Наши глаза встречаются, и я думаю о том, что герр Силверман – единственный человек в моей жизни, который никогда не пудрит мне мозги, и, возможно, единственный в нашей школе, кому не безразлично, исчезну я или буду ошиваться поблизости.
– Правительство должно дать вам медаль за то, что вы такой хороший учитель, герр Силверман. Серьезно. Действительно должно.
– Спасибо, Леонард. Ты уверен, что нормально себя чувствуешь? Больше ни о чем не хочешь поговорить, а?
– Уверен. И на самом деле мне надо увидеться с нашим консультантом-психологом. Миссис Джиавотелла уже доложила о моем «странном поведении». Не сомневаюсь, что у вас тоже попросят дать профессиональное заключение по поводу моего душевного здоровья. Но сейчас мне надо в кабинет к начальству. Поэтому, даже если у меня полный сумбур в душе, суперконсультант миссис Шенахан с ходу приведет меня в порядок с помощью рутбирного леденца и только потом отпустит домой. Так что не волнуйтесь, хорошо? – Я поднимаю глаза проверить, повелся ли он на мои враки, и вижу, что не повелся. Поэтому я говорю: – Простите, что исписал ваш стол. Хотите, я сейчас все сотру?
– Если я дам тебе номер своего сотового, ты можешь пообещать, что позвонишь мне, если ты вдруг надумаешь наложить на себя руки?
– Я не собираюсь…
– Звони в любое время дня и ночи. Ты можешь пообещать, что сразу мне позвонишь, чтобы я мог рассказать тебе, почему никогда не закатываю рукава? Ручаюсь, узнав ответ на этот вопрос, ты сразу почувствуешь себя лучше, но давай оставим это на потом, когда тебе будет по-настоящему худо. Тогда это будет экстренный антидот анекдотом, – говорит он и улыбается, в свою очередь заставив и меня улыбнуться, потому что он страшно гордится своим дурацким каламбуром и, более того, снова нарушает правила, так как собирается дать мне номер своего сотового. Ни один учитель в нашей школе в жизни такого не сделал бы. Ради меня герр Силверман выкладывается на все сто. И мне сразу становится грустно, ведь он реально расстроится, узнав о моем убийстве-самоубийстве. – Ну так что, обещаешь позвонить мне, если станет хуже? Прежде чем принимать поспешные решения? Если позвонишь, я отвечу на твой вопрос. Это большой секрет. Но я скажу тебе, Леонард, потому что, как мне кажется, ты должен знать. Ты другой. И я тоже другой. Быть другим очень хорошо. Однако быть другим очень тяжело. Можешь мне поверить, я точно знаю.

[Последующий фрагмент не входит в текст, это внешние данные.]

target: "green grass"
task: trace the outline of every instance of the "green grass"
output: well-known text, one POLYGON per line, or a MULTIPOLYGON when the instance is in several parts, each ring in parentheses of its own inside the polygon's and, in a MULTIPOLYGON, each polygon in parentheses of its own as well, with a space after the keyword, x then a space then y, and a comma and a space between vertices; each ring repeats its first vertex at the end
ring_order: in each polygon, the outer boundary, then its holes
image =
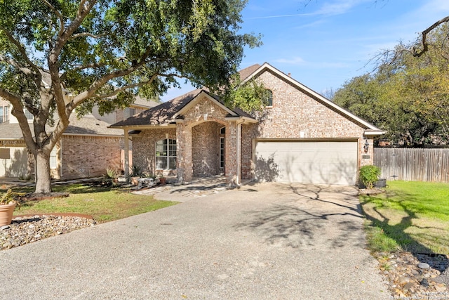
MULTIPOLYGON (((15 188, 15 191, 32 192, 31 188, 15 188)), ((0 190, 0 192, 4 192, 0 190)), ((67 197, 27 201, 16 209, 15 215, 51 213, 89 214, 99 223, 117 220, 174 205, 177 202, 156 200, 152 196, 134 195, 117 188, 73 184, 53 188, 54 192, 67 192, 67 197)))
POLYGON ((360 196, 371 251, 449 254, 449 184, 388 185, 384 194, 360 196))

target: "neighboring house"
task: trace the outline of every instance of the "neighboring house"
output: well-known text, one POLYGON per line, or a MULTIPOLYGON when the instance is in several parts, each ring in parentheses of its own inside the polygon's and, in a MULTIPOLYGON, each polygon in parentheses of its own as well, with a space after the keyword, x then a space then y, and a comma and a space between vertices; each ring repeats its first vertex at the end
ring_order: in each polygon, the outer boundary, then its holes
POLYGON ((358 169, 373 164, 380 129, 268 63, 240 74, 272 92, 262 112, 227 107, 198 89, 111 128, 123 129, 126 141, 132 137, 135 164, 175 174, 180 183, 224 174, 231 185, 250 179, 354 185, 358 169))
MULTIPOLYGON (((72 179, 98 176, 105 174, 107 167, 123 170, 126 156, 123 131, 107 127, 129 117, 127 113, 142 112, 157 104, 138 98, 136 103, 130 107, 117 109, 105 116, 100 116, 96 107, 93 115, 81 119, 72 114, 69 126, 51 154, 52 178, 72 179)), ((34 173, 34 157, 27 150, 18 122, 13 116, 9 116, 8 101, 0 99, 0 107, 4 112, 3 120, 8 118, 6 122, 0 122, 0 177, 32 175, 34 173), (5 112, 8 114, 5 115, 5 112)), ((33 116, 27 111, 25 115, 33 132, 33 116)))

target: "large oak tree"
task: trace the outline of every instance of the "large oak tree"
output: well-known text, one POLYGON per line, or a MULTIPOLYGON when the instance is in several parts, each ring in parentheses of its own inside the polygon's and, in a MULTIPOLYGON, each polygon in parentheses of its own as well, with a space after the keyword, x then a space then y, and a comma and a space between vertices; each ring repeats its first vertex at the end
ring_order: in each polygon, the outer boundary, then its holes
POLYGON ((50 152, 75 109, 107 112, 137 93, 160 95, 177 78, 229 86, 243 48, 259 44, 239 33, 246 2, 0 0, 0 97, 34 157, 35 192, 51 191, 50 152))

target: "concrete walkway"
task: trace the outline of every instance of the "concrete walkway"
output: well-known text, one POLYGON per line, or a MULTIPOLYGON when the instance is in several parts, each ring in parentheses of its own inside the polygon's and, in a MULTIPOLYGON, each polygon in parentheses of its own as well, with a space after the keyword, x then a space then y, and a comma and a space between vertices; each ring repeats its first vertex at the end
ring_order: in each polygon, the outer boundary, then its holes
MULTIPOLYGON (((166 190, 157 197, 179 195, 166 190)), ((0 252, 10 299, 387 299, 356 190, 245 185, 0 252)))

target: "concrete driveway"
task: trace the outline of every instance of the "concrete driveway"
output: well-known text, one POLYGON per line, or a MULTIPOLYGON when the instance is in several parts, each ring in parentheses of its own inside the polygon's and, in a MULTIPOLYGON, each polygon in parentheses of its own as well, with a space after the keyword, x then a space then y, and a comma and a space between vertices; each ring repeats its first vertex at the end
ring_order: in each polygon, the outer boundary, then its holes
MULTIPOLYGON (((1 251, 0 294, 386 299, 387 287, 365 249, 356 193, 349 187, 245 185, 1 251)), ((157 197, 181 194, 173 190, 157 197)))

Он рассуждает о том, каково это – быть другим, и его откровения меня слегка шокируют, так как мне никогда не приходило в голову, что учителя здесь, в школе, могут испытывать аналогичные чувства, и все же я продолжаю с серьезным видом кивать головой – типа, да-да, я понимаю, о чем идет речь, хотя именно сейчас думаю исключительно о том, что, черт возьми, он скрывает под длинными рукавами.
Он записывает номер своего сотового зелеными чернилами и протягивает мне клочок бумаги:
– Леонард, пиши письма из будущего. Эти люди хотят с тобой встретиться. Твоя жизнь станет гораздо лучше. Обещаю. Просто держись из последних сил и верь в будущее. Положись на меня. Настоящее – всего лишь малая часть твоей жизни. Мгновение. Но если ты увидишь, что не можешь в это поверить, звони мне в любое время дня и ночи, и мы поговорим. Я отвечу на твой вопрос. Как только тебе это потребуется. Обещаю.
– Почему вы так добры ко мне?
– Люди должны быть добры к тебе, Леонард. Ты человеческое существо. И должен верить, что все люди хорошие. Люди из твоего будущего, которые пишут тебе письма, они будут добрыми. Напряги воображение – и все будет именно так. Пиши письма.
– Хорошо. Спасибо, герр Силверман, – говорю я и делаю отсюда ноги.
Если бы весь мир состоял исключительно из таких людей, как герр Силверман! Но это не так. Мир состоит в основном из тупоголовых кретинов, как мои одноклассники, и придурков с садистскими наклонностями вроде Ашера Била.